The Linux kernel policy is "no regressions", I cannot say it better than Linus himself (if you'll excuse the shouting):
well you just upgraded 'hardware' for legacy OS, there is no guaranties that it will continue to work without any changes.
with this patch there will be regression other way around affecting not so old OSes.
This is exactly what happened here - we updated seabios and things stopped working. It's unfortunate that the long tail of legacy exists, and we all wish it didn't, but it does.
as was pointed out earlier it's not qemu/seabios domain to guess what OS will be running and tune its behavior to that.
That's up to upper layers tune knobs/guest, since they can be aware of what guest OS actually is.
Here goes another workaround option: use old SeaBIOS for broken OSes.
On Thu, Jun 20, 2024 at 04:09:24PM +0200, Igor Mammedov wrote:
On Wed, 19 Jun 2024 11:21:14 +0100 John Levon john.levon@nutanix.com wrote:
Older 32-bit Linux VMs (including Ubuntu 16.10) have issues with the 64-bit pci io window, failing during boot with errors like:
virtio_balloon virtio2: virtio: device uses modern interface but does not have VIRTIO_F_VERSION_19734-565debf7b362 virtio_net virtio0: virtio: device uses modern interface but does not have VIRTIO_F_VERSION_1 Virtio_scsi virtio1: virtio: device uses modern interface but does not have VIRTIO_F_VERSION_1
above aren't exactly indicate 64-bit MMIO window as culprit
Can you provide more data on what exactly goes wrong and where?
Sorry, no idea, and I don't think it's a useful exercise to debug old Linux kernels.
well, I've just successfully installed RHEL5.11 and RHEL6.10 from i386 ISOs on virtio root disk + 64Gb RAM (upstream QEMU), and they booted to command prompt without any issues.
Justification 'my OS stopped seeing root disk' for some unclear reason might work for close sourced OS but for Linux there should be more convincing story for a introducing breaking change. So far there is no evidence that it's not a guest issue/bug.
Does adding 'realloc' option to guest kernel CLI help?
I'll try this and get back to you.
This isn't a practical solution in general though IMO, it's not reasonable to ask our downstream customers (and their downstream customers and so on) to figure out how to do this across what could well be thousands of VMs minimum
(if amending guest is not an option then there are at least 2 possible workarounds on host side)

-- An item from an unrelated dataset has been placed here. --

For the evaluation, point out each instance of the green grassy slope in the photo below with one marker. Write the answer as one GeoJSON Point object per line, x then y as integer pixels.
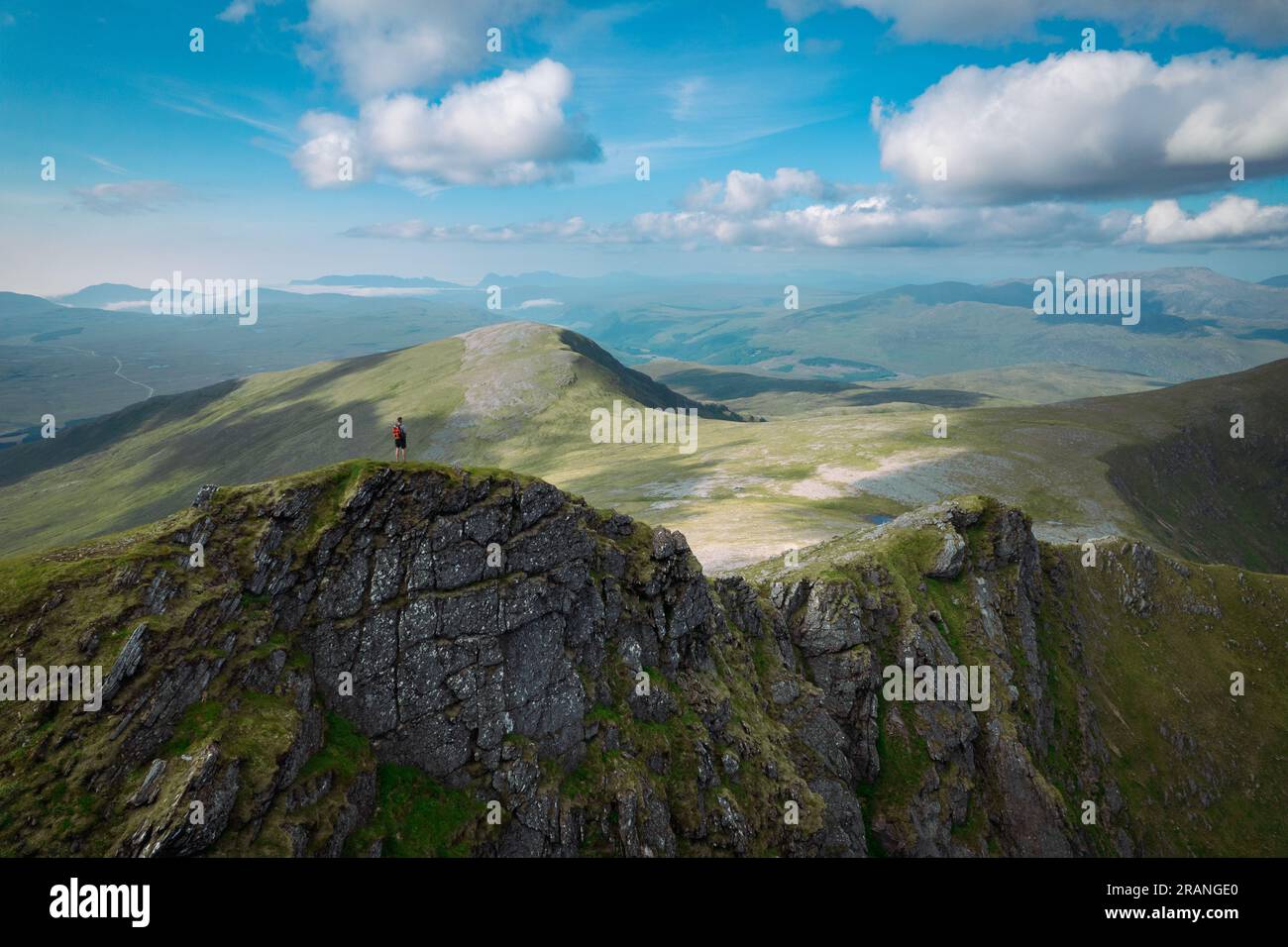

But the same goes the other way around for those who rely on hotplug (kubevirt comes to mind). There is no universal defaults and I'd rather keep mainstream happy when it comes to defaults, while downstream can take care of supporting corner cases and migration issues to new host infrastructure.
my 2cents, anyways it's up to maintainers to decide.